To make the code pass, we just need to add some code that looks very similar to the code we added for inserting nodes in the left side of our tree. Here's the complete method so far:

src/bst.js

insertNode(insertedNode) {
if (this.root === null) {
this.root = insertedNode;
} else {
let currentNode = this.root;
while (true) {
if (currentNode.data > insertedNode.data) {
if (currentNode.left === null) {
currentNode.left = insertedNode;
return this;
} else {
currentNode = currentNode.left;
}
} else if (currentNode.data < insertedNode.data) {
if (currentNode.right === null) {
currentNode.right = insertedNode;
return this;
} else {
currentNode = currentNode.right
}
}
}
}
}

As you can see, the code for inserting nodes on the right side is almost exactly the same as the code we've already added for the left side so we won't explain it again.

Verifying the Code Works for Both Sides

At this point, our code should work regardless of whether our method has to traverse left, right, or both. However, it would be good to verify that it can traverse one direction and then the other. Remember the following image from earlier in the lesson?

Image of adding a child node to the root node and then adding a node to the child.

Let's add a test for that now:

__tests__/bst.test.js
test('it should add a child to left or right of a node', () => {
let bst = new BST();
let rootNode = new BSTNode(36);
bst.insertNode(rootNode);
let node2 = new BSTNode(22);
bst.insertNode(node2);
let node3 = new BSTNode(33);
bst.insertNode(node3);
expect(rootNode.left.right.data).toEqual(33);
});

If we run our tests, we'll see it passes.

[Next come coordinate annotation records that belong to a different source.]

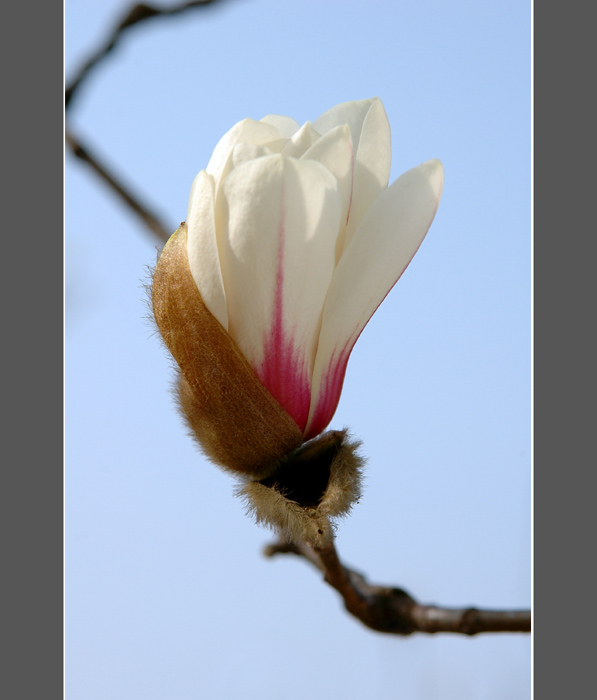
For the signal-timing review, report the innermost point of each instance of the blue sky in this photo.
(167, 593)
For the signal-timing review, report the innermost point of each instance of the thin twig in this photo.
(136, 14)
(162, 231)
(393, 610)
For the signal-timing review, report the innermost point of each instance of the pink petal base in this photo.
(283, 370)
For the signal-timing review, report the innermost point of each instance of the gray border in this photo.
(32, 284)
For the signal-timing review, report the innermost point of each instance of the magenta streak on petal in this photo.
(329, 396)
(283, 371)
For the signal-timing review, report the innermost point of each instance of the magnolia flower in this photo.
(292, 240)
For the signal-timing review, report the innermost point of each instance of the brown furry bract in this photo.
(237, 422)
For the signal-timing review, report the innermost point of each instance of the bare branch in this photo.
(393, 610)
(150, 220)
(138, 13)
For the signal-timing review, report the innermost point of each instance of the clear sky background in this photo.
(167, 592)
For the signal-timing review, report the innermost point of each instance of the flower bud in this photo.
(292, 240)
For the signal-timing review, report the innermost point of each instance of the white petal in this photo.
(204, 261)
(302, 140)
(334, 150)
(285, 125)
(246, 131)
(279, 218)
(373, 159)
(381, 249)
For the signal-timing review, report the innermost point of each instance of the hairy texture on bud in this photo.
(235, 419)
(310, 488)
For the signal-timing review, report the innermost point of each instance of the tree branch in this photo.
(149, 219)
(393, 610)
(138, 13)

So we're good to go. Right? Or is there something missing? Can you think of a condition we haven't handled in our method? If so, how should it be handled?

Handling Duplicate Values

What happens if a node with a specified data value already exists in our binary search tree? Well, binary search trees can't have duplicates so that's not allowed. And if we were to try to insert a node with a data value that already exists in our tree, we'd hit an infinite loop because we're not dealing with that conditional.

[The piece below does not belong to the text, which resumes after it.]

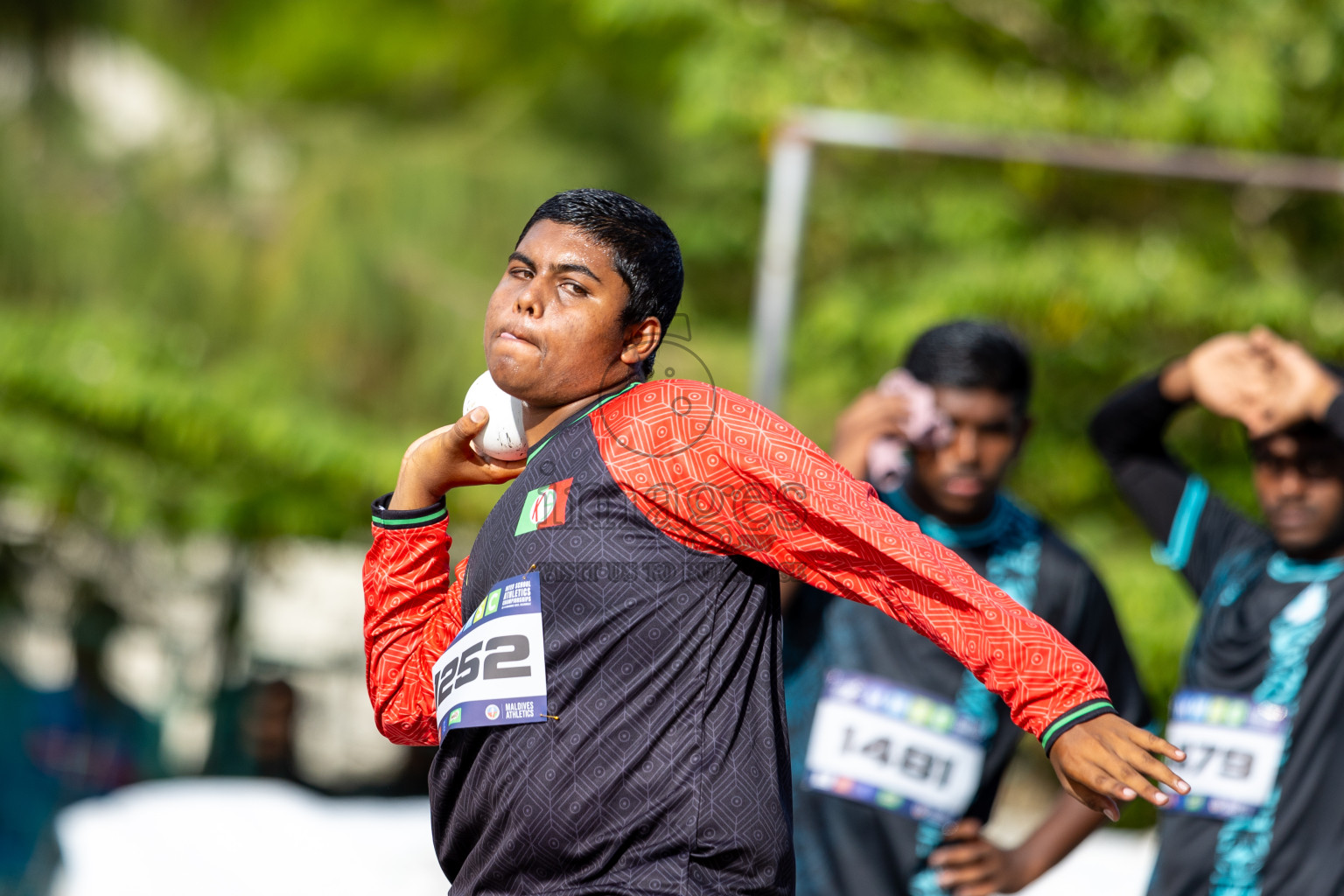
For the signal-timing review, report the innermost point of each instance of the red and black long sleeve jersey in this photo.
(667, 765)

So let's write a test and keep it simple. If we try to insert a node that has the same data property as another node in the tree, our method will just return the existing binary search tree.

Here's the test:

__tests__/bst.test.js
test('it should not add duplicate nodes', () => {
let bst = new BST();
let rootNode = new BSTNode(36);
bst.insertNode(rootNode);
let node2 = new BSTNode(36);
expect(bst.insertNode(node2)).toEqual({"root": {"data": 36, "left": null, "right": null}});
});

We insert a node and then try to insert a second node that has the same data value. Because we are setting our method to return the full tree when we call bst.insertNode(node2), it will return a tree that only includes one node — not the duplicate.

Here's the full logic which will get all tests passing:

src/bst.js
export default class BST {
constructor() {
this.root = null;
}

insertNode(insertedNode) {
if (this.root === null) {
this.root = insertedNode;
} else {
let currentNode = this.root;
while (true) {
if (currentNode.data > insertedNode.data) {
if (currentNode.left === null) {
currentNode.left = insertedNode;
return this;
} else {
currentNode = currentNode.left;
}
} else if (currentNode.data < insertedNode.data) {
if (currentNode.right === null) {
currentNode.right = insertedNode;
return this;
} else {
currentNode = currentNode.right
}
} else {
return this;
}
}
}
}
}

We just needed to add an else statement that returns the full tree — because if the data property of the node we are trying to insert is neither less than nor equal to any existing node in the tree, it either must have an equal data value or have some bogus data value that can't be compared (for instance, "hello" is neither less than nor equal to any number), which means we just return the tree instead of altering it.

We could clean up our code by adding more robust error handling and DRYing up our tests but that's not the point of our project. We've created a simple method that can build a basic binary search tree. In the next lesson, we'll use this application to actually build a binary search tree that we'll then be able to search. We'll also discover a big problem with our binary search tree method as well, though fixing it is beyond the scope of this curriculum.